Anton,
Thanks for taking the time to look at our data set. The data comes from a public health setting and was in no way designed for intra-host variation (or more specifically intra-sample variation). These samples travel from pathology labs to the RT-PCR lab to the WGS lab, often facing multiple freeze/thaw cycles, without any RNA protection buffer. This is not ideal but part of the reality of public health and clinical microbiology.

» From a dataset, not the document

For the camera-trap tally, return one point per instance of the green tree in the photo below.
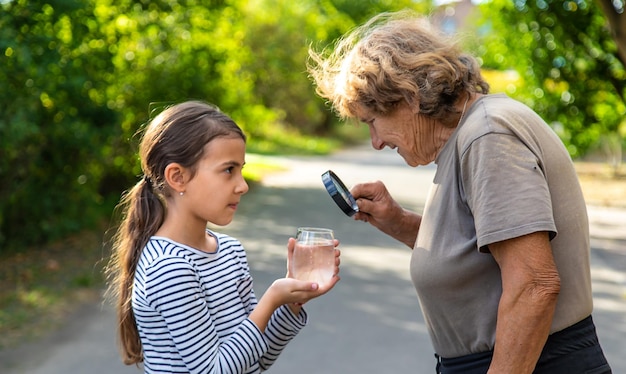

We build consensus genomes from the data. Currently we use ivar as our primary tool; it’s trim module correctly removes primer sequence based on the ARTIC .bed file used in the amplicon assay. I note you did not do this in your Galaxy workflow, which puts you at risk of calling false SNPs in the (many) primer regions due to the reads having non-template DNA in them which differs from the sample. This could cause false minor alleles like you report, but that said, I believe most of the ones you have found are real. We believe RNA degradation is the main cause, which your work has helped highlight.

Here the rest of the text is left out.